Tutaj jesteś: Społeczność » Blogi » Blog auta Honda City » Przygotowania do sezonu zimowego.







Prześlij sugestię
Wpis w blogu auta Honda City
DW
Jeździ: Honda Civic
Wcześniej jeździł: Honda City, Fiat Panda
  • przebieg 8 808 km
  • rocznik 2009
  • kupione używane w 2010
  • silnik 1.4 i
Dodano: 14 lat temu
Blog odwiedzono 1419 razy
Data wydarzenia: 08.10.2010
Przygotowania do sezonu zimowego.
Kategoria: inne
Ostatnio pogodynka zaczyna straszyć, że zima idzie już do nas wielkimi krokami, że pierwszy śnieg spadnie jeszcze w październiku.

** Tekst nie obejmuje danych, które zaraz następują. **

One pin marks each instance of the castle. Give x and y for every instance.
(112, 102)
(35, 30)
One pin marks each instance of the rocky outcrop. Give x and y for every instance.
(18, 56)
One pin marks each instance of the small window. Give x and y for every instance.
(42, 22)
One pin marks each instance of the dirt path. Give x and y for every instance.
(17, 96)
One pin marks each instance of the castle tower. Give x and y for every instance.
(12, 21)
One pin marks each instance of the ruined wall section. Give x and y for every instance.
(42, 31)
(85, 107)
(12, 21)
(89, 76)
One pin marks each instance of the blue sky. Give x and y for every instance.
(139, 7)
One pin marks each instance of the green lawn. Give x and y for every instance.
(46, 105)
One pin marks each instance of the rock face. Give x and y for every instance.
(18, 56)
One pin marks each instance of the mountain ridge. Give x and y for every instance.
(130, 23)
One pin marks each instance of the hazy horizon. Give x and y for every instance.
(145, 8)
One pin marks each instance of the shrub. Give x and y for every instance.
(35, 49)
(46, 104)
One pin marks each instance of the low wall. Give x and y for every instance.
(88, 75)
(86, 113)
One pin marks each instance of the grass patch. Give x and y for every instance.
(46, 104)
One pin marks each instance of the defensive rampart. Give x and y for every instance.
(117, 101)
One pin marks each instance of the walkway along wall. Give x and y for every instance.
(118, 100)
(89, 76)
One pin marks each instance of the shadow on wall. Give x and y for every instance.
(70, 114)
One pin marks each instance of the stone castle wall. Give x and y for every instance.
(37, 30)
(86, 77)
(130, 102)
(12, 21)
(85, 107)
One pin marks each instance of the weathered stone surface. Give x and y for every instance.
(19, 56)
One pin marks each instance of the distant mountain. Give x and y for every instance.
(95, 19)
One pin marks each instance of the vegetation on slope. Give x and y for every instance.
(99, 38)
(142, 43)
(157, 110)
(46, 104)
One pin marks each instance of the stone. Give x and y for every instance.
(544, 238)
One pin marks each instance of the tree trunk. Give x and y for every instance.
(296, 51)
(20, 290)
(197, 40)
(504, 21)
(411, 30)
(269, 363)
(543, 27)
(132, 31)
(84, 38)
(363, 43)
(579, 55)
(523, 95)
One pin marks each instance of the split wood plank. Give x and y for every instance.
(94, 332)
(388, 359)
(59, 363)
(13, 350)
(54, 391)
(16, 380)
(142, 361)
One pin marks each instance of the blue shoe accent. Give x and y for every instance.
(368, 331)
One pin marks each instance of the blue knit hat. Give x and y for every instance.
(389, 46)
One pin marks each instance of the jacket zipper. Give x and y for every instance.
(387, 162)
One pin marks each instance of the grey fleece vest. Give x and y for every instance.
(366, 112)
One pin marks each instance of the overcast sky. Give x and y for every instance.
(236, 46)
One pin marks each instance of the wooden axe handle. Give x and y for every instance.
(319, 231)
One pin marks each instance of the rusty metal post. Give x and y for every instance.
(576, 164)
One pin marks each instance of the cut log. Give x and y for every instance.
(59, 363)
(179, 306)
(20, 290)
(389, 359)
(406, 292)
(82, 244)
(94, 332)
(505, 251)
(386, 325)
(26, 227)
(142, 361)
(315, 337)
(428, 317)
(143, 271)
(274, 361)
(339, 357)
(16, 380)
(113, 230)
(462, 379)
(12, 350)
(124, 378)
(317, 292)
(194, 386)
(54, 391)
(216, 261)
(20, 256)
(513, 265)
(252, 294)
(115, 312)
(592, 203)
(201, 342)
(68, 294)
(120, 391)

I choć podchodzć do tego z lekkim niedowierzaniem to, po ostatnich wyskokach pogodowych wcale nie zdziwiłbym się, gdyby do tego doszło. Zresztą dzisiaj około godziny 06: 00, kiedy to wychodziłem do pracy okazało się, że przednia szyba jest już lekko przymarznięta, a i na dachu też da się zauważyć cieniutką warstewkę lodu! Korzystając, zatem z ostatków słonecznych dni, mając trochę wolnego czasu, poświęciłem dziś swojemu autu około trzech godzin.

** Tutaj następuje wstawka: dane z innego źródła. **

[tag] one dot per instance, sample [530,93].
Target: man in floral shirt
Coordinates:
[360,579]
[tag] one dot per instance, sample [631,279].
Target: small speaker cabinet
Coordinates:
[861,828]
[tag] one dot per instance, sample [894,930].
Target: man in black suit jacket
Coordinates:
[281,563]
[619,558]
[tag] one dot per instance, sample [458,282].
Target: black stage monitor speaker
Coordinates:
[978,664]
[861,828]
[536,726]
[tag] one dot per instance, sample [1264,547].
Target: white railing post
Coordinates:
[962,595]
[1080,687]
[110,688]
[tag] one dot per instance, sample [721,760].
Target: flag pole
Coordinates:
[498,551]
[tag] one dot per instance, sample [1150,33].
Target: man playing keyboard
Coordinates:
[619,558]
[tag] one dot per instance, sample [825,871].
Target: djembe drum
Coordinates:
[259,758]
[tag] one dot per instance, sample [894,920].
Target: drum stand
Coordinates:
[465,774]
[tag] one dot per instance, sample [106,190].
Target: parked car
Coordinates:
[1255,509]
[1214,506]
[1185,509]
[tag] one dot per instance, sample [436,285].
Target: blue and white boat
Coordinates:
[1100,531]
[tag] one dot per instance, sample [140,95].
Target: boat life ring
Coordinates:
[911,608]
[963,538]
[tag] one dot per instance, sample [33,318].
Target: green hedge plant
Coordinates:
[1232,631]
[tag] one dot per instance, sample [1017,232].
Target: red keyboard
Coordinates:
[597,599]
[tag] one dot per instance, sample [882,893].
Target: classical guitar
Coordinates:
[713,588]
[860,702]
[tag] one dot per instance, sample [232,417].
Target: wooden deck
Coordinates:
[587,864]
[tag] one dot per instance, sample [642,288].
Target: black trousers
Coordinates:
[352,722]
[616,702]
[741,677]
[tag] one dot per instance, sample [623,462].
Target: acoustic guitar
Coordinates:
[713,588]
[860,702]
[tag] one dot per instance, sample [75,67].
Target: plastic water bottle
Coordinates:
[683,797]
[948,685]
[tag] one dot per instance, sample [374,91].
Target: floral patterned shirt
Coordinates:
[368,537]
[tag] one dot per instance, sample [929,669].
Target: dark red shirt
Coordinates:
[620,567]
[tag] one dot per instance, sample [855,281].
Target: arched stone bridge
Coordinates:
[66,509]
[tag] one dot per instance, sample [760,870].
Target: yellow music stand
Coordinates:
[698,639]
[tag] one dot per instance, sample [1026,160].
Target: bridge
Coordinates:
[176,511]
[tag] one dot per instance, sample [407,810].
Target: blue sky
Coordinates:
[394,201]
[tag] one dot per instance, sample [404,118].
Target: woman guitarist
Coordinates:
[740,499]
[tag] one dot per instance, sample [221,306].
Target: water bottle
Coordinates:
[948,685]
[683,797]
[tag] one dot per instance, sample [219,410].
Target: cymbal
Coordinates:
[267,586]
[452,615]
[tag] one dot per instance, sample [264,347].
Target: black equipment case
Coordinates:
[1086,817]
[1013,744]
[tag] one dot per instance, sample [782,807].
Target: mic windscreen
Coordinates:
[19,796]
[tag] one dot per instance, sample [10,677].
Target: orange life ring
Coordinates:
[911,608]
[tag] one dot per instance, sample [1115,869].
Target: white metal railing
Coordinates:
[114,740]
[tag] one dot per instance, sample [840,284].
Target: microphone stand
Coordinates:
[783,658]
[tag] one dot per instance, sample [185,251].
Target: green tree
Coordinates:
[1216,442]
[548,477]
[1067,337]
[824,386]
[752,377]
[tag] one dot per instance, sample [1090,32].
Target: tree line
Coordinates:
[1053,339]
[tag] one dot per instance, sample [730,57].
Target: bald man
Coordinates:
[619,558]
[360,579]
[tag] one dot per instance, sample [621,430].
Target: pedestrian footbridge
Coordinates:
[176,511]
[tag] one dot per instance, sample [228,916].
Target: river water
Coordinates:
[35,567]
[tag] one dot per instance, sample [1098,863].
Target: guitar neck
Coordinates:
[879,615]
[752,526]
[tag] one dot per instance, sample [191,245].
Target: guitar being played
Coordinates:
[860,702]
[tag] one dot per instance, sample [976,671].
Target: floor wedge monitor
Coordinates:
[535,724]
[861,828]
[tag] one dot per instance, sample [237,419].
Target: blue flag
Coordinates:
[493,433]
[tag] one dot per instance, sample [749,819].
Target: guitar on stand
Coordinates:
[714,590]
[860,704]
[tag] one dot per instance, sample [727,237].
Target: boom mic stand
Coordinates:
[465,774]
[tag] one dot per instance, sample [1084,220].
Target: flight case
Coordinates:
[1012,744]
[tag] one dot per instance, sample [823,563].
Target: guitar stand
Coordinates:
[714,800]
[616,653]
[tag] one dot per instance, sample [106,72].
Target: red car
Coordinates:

Pierwszą czynnością była przekładka kół. Jako, że mam ten „luksus” osobnych felg pod opony letnie i zimowe, praca ograniczyła się do samodzielnej wymiany kół w całości. Dawno tego już nie robiłem i zapomniałem ile to trzeba się nakręcić, żeby załatwić sprawę. Baaardzo dawno temu w samochodach lewarek wystarczyło podsunąć w połowie ramy i za jednym podniesieniem można było ściągnąć oba koła, teraz trzeba każde koło lewarować osobno. Koniec końców, zimówki na stalówkach z kołpakami trafiły na swoje miejsce. Auto straciło nieco uroku, ale cóż zrobić, będzie bezpieczniej.
Drugą sprawą było przesmarowanie wszystkich uszczelek drzwi i bagażnika preparatem silikonowym. Używałem go już wcześniej i dzięki temu nigdy nie spotkała mnie niemiła niespodzianka, w postaci „twierdzy nie do zdobycia”.

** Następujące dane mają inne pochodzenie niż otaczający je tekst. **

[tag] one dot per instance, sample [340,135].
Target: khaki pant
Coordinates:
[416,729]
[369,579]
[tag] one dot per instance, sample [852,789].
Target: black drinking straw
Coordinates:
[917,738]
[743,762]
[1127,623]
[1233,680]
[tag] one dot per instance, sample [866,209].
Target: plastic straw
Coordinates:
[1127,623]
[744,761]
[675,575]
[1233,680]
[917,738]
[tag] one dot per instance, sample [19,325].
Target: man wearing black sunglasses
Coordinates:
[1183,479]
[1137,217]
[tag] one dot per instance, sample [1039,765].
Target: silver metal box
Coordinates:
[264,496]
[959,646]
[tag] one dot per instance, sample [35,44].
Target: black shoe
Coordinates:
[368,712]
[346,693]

Trzecia rzecz to płyn do spryskiwaczy. Póki co, nie wychlapywałem do końca letniego, którego zostało ok. 1/4 zbiornika, a dolałem tylko zimowego. Tym razem zalałem zwykły taniutki płyn „z biedronki”. Dlaczego taki? Ano w zeszłym roku skusiłem się na wypasiony, sporo droższy z BP i okazało się, że ostatnia zima go pokonała. Mimo, że temperatura raczej nie spadła poniżej deklarowanych -22 st C, (choć było bardzo blisko) to i tak zamarzł. Przy pomocy odrobiny denaturatu udało mi się go rozmrozić i po rekomendacji znajomego kupiłem właśnie ten z Biedronki. Więcej kłopotów nie miałem i dlatego teraz już nie eksperymentuję z innymi.
Akumulator z racji wieku problemów dostarczać nie powinien. „Magiczne oczko” pokazuje, że wszystko z nim jest jak najbardziej w porządku. Podobnie z wycieraczkami, które świetnie i mega cicho radzą sobie z deszczem.
Tak, więc oficjalnie sezon zimowy dla mojej City rozpoczęty!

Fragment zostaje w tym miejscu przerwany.